Our classification code is developed on top of PVT.
For details please see Not All Tokens Are Equal: Human-centric Visual Analysis via Token Clustering Transformer.
If you use this code for a paper please cite:
@inproceedings{zeng2022not,
title={Not All Tokens Are Equal: Human-centric Visual Analysis via Token Clustering Transformer},
author={Zeng, Wang and Jin, Sheng and Liu, Wentao and Qian, Chen and Luo, Ping and Ouyang, Wanli and Wang, Xiaogang},
booktitle={Proceedings of the IEEE/CVF Conference on Computer Vision and Pattern Recognition},
pages={11101--11111},
year={2022}
}
First, clone the repository locally:
git clone https://github.com/zengwang430521/TCFormer.git
Then, install PyTorch 1.6.0+ and torchvision 0.7.0+ and pytorch-image-models 0.3.2:
conda install -c pytorch pytorch torchvision
pip install timm==0.3.2
Then install mmcv:
pip install mmcv-full -f https://download.openmmlab.com/mmcv/dist/cu101/torch1.6.0/index.html
Download and extract ImageNet train and val images from http://image-net.org/.
The directory structure is the standard layout for the torchvision datasets.ImageFolder
, and the training and validation data is expected to be in the train/
folder and val
folder respectively:
/path/to/imagenet/
train/
class1/
img1.jpeg
class2/
img2.jpeg
val/
class1/
img3.jpeg
class/2
img4.jpeg
- TCFormer on ImageNet-1K
Method | Size | Acc@1 | #Params (M) | Config | Checkpoint | log |
---|---|---|---|---|---|---|
TCFormer-light | 224 | 79.4 | 14.2M | config | 57M [Google] | [Google] |
TCFormer | 224 | 82.3 | 25.6M | config | 103M [Google] | [Google] |
TCFormer-large | 224 | 83.6 | 62.8M | config | 103M [Google] | [Google] |
To evaluate a pre-trained PVT-Small on ImageNet val with a single GPU run:
sh dist_train.sh configs/tcformer/tcformer.py 1 --data-path /path/to/imagenet --resume /path/to/checkpoint_file --eval
This should give
* Acc@1 82.346 Acc@5 95.982 loss 0.798
Accuracy of the network on the 50000 test images: 82.3%
To train TCFormer on ImageNet on a single node with 8 gpus for 300 epochs run:
sh dist_train.sh configs/tcformer/tcformer.py 8 --data-path /path/to/imagenet
If you can train on a cluster managed with slurm, you can use the script slurm_train.sh.

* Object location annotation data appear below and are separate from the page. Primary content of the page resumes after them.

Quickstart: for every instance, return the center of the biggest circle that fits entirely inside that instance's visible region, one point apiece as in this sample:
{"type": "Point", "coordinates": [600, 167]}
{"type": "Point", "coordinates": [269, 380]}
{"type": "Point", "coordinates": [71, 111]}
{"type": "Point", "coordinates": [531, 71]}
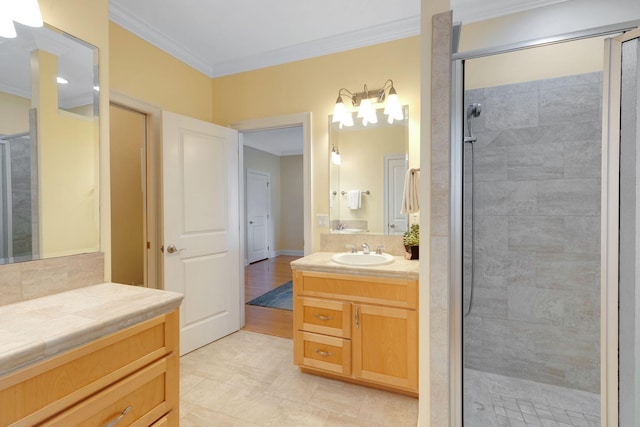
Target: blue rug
{"type": "Point", "coordinates": [280, 297]}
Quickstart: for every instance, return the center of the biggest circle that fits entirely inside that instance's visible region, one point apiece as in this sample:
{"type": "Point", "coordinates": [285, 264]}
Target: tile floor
{"type": "Point", "coordinates": [248, 379]}
{"type": "Point", "coordinates": [497, 401]}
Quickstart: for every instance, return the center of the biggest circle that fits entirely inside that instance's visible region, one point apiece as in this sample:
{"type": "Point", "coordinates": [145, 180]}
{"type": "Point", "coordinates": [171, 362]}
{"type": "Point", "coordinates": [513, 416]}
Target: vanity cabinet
{"type": "Point", "coordinates": [359, 328]}
{"type": "Point", "coordinates": [130, 377]}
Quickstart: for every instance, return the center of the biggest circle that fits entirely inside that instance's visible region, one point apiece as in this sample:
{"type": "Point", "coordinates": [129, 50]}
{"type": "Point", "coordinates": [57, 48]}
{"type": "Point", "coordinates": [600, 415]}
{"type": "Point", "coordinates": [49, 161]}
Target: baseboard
{"type": "Point", "coordinates": [288, 252]}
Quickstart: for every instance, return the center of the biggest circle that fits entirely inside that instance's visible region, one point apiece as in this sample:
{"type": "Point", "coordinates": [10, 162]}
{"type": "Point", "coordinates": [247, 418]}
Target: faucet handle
{"type": "Point", "coordinates": [352, 247]}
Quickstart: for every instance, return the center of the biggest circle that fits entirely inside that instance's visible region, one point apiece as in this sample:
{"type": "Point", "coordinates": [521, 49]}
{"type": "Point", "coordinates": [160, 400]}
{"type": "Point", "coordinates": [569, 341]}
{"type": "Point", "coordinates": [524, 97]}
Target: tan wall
{"type": "Point", "coordinates": [145, 72]}
{"type": "Point", "coordinates": [13, 117]}
{"type": "Point", "coordinates": [292, 219]}
{"type": "Point", "coordinates": [564, 59]}
{"type": "Point", "coordinates": [312, 85]}
{"type": "Point", "coordinates": [127, 136]}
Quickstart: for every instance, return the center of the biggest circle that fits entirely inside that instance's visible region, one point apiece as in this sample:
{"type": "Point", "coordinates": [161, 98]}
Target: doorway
{"type": "Point", "coordinates": [128, 139]}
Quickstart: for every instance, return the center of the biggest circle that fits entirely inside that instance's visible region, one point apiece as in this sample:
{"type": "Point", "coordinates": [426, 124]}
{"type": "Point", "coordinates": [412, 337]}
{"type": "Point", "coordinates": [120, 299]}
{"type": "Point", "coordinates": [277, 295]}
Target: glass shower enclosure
{"type": "Point", "coordinates": [527, 165]}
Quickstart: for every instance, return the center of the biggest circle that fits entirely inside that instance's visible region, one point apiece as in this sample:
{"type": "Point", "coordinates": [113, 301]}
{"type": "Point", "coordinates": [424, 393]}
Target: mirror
{"type": "Point", "coordinates": [365, 188]}
{"type": "Point", "coordinates": [49, 136]}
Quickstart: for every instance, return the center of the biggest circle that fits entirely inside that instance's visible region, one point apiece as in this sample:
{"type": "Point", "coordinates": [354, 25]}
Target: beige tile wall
{"type": "Point", "coordinates": [33, 279]}
{"type": "Point", "coordinates": [439, 219]}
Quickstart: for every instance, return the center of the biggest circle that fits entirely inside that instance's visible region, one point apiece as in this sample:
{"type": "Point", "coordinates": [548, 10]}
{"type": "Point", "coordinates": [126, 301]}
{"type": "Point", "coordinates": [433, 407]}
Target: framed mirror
{"type": "Point", "coordinates": [49, 140]}
{"type": "Point", "coordinates": [367, 169]}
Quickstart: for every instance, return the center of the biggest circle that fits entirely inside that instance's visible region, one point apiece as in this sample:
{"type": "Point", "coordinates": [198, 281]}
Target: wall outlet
{"type": "Point", "coordinates": [322, 220]}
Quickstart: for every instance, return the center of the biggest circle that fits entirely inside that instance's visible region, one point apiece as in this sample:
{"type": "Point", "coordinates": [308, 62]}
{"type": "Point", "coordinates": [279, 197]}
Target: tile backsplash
{"type": "Point", "coordinates": [27, 280]}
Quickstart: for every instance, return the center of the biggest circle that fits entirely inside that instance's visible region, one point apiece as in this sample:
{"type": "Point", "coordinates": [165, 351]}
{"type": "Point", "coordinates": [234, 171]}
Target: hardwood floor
{"type": "Point", "coordinates": [260, 278]}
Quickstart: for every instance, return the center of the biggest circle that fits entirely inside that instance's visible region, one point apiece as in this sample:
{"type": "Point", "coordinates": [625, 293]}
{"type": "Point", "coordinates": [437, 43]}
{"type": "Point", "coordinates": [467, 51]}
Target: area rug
{"type": "Point", "coordinates": [280, 297]}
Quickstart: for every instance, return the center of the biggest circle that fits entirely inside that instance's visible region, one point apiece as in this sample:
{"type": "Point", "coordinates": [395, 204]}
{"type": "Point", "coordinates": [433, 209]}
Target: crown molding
{"type": "Point", "coordinates": [143, 30]}
{"type": "Point", "coordinates": [364, 37]}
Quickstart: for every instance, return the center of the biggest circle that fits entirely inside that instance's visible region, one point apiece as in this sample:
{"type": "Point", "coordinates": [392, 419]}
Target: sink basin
{"type": "Point", "coordinates": [362, 259]}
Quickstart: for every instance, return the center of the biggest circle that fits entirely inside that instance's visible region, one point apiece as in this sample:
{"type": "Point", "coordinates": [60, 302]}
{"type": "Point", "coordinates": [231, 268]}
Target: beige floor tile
{"type": "Point", "coordinates": [248, 379]}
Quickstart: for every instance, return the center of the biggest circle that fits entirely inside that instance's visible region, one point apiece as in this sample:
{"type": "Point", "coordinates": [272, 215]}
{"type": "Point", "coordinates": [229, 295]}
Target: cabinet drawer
{"type": "Point", "coordinates": [138, 400]}
{"type": "Point", "coordinates": [376, 290]}
{"type": "Point", "coordinates": [323, 352]}
{"type": "Point", "coordinates": [62, 381]}
{"type": "Point", "coordinates": [323, 316]}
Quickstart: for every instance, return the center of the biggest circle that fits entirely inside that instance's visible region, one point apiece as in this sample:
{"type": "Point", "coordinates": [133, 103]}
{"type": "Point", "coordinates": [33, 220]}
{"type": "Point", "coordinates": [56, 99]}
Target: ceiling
{"type": "Point", "coordinates": [220, 37]}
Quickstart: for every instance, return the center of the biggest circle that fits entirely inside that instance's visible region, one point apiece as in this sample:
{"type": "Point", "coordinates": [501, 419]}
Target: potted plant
{"type": "Point", "coordinates": [411, 240]}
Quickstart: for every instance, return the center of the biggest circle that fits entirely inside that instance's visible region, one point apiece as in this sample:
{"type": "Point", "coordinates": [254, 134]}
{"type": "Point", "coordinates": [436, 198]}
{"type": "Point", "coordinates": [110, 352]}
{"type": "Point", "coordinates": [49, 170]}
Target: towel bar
{"type": "Point", "coordinates": [344, 193]}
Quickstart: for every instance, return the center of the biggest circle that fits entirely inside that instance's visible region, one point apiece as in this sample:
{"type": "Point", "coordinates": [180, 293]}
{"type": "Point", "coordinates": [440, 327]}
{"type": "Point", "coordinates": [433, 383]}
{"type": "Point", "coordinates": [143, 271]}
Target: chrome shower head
{"type": "Point", "coordinates": [474, 110]}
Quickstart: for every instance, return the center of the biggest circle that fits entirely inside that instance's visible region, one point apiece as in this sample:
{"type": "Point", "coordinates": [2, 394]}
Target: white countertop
{"type": "Point", "coordinates": [400, 268]}
{"type": "Point", "coordinates": [36, 329]}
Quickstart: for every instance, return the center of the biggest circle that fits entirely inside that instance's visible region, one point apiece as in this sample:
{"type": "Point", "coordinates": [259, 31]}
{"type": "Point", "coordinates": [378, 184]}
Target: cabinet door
{"type": "Point", "coordinates": [385, 345]}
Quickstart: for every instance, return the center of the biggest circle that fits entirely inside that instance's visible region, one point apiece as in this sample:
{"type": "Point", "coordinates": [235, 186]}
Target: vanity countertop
{"type": "Point", "coordinates": [401, 268]}
{"type": "Point", "coordinates": [33, 330]}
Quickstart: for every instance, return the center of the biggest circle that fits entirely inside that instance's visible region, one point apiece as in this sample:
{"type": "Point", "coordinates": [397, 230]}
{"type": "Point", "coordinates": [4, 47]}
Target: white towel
{"type": "Point", "coordinates": [354, 199]}
{"type": "Point", "coordinates": [411, 194]}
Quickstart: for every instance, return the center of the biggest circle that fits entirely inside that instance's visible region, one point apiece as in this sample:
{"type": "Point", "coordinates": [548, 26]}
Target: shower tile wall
{"type": "Point", "coordinates": [536, 306]}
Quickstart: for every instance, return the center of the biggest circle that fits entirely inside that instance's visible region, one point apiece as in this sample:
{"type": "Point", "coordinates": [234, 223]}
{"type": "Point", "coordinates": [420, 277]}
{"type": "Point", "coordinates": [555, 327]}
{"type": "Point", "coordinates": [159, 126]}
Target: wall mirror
{"type": "Point", "coordinates": [49, 137]}
{"type": "Point", "coordinates": [367, 169]}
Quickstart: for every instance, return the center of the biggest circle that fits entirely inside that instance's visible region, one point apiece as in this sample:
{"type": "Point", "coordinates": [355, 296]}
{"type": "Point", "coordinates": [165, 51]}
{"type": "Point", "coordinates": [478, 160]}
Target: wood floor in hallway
{"type": "Point", "coordinates": [260, 278]}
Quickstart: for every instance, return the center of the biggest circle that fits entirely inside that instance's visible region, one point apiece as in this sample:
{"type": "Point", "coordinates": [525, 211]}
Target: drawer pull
{"type": "Point", "coordinates": [119, 418]}
{"type": "Point", "coordinates": [323, 353]}
{"type": "Point", "coordinates": [322, 317]}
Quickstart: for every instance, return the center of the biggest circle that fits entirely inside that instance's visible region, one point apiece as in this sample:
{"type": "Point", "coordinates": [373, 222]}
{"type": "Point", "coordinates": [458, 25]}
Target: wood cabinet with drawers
{"type": "Point", "coordinates": [362, 329]}
{"type": "Point", "coordinates": [128, 378]}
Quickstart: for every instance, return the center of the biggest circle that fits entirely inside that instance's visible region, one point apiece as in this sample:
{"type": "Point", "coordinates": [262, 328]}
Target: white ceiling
{"type": "Point", "coordinates": [220, 37]}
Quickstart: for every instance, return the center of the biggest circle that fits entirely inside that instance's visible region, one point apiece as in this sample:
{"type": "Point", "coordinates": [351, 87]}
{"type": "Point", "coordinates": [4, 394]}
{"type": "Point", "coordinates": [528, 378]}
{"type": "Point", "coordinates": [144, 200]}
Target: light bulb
{"type": "Point", "coordinates": [393, 109]}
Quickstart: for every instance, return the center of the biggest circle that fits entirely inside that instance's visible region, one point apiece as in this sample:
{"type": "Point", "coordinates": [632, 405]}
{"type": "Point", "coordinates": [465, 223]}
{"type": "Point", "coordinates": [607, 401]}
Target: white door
{"type": "Point", "coordinates": [201, 227]}
{"type": "Point", "coordinates": [257, 215]}
{"type": "Point", "coordinates": [395, 172]}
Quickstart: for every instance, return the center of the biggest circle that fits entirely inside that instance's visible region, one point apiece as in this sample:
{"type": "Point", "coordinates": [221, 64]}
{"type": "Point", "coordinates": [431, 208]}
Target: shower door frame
{"type": "Point", "coordinates": [609, 197]}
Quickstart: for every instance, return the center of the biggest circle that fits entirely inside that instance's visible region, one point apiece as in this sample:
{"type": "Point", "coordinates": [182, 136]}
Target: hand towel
{"type": "Point", "coordinates": [411, 194]}
{"type": "Point", "coordinates": [354, 199]}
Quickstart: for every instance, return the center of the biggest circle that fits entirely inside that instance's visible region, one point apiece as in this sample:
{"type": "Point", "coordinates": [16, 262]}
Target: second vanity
{"type": "Point", "coordinates": [358, 324]}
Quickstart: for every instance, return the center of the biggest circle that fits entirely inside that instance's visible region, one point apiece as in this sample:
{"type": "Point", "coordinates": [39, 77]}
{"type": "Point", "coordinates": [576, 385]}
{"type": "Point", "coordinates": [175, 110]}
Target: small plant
{"type": "Point", "coordinates": [412, 236]}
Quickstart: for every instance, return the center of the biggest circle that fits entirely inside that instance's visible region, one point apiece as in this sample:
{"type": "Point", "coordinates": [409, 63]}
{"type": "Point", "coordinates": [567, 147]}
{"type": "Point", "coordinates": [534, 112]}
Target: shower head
{"type": "Point", "coordinates": [474, 110]}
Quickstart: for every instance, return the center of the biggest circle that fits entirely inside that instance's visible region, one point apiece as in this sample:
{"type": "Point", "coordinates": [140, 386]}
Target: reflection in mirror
{"type": "Point", "coordinates": [48, 145]}
{"type": "Point", "coordinates": [366, 185]}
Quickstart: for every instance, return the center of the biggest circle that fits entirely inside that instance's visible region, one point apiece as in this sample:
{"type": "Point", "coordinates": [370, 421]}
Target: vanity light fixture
{"type": "Point", "coordinates": [335, 156]}
{"type": "Point", "coordinates": [25, 12]}
{"type": "Point", "coordinates": [364, 100]}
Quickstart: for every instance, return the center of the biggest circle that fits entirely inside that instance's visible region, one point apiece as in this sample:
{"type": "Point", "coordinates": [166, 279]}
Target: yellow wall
{"type": "Point", "coordinates": [312, 85]}
{"type": "Point", "coordinates": [143, 71]}
{"type": "Point", "coordinates": [558, 60]}
{"type": "Point", "coordinates": [14, 117]}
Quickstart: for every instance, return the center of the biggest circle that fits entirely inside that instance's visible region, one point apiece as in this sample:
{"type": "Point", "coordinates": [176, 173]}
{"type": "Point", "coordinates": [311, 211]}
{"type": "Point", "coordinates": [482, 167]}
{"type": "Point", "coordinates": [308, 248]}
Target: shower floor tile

./slurm_train.sh ${PARTITION} ${JOB_NAME} ${CONFIG_FILE} ${WORK_DIR}
Here is an example of using 16 GPUs to train TCFormer on the dev partition in a slurm cluster. (Use GPUS_PER_NODE=8 to specify a single slurm cluster node with 8 GPUs, CPUS_PER_TASK=2 to use 2 cpus per task. Assume that Test is a valid ${PARTITION} name.)
GPUS=16 GPUS_PER_NODE=8 CPUS_PER_TASK=2 ./slurm_train.sh Test tcformer configs/tcformer/tcformer.py work_dirs/tcformer
This repository is released under the Apache 2.0 license as found in the LICENSE file.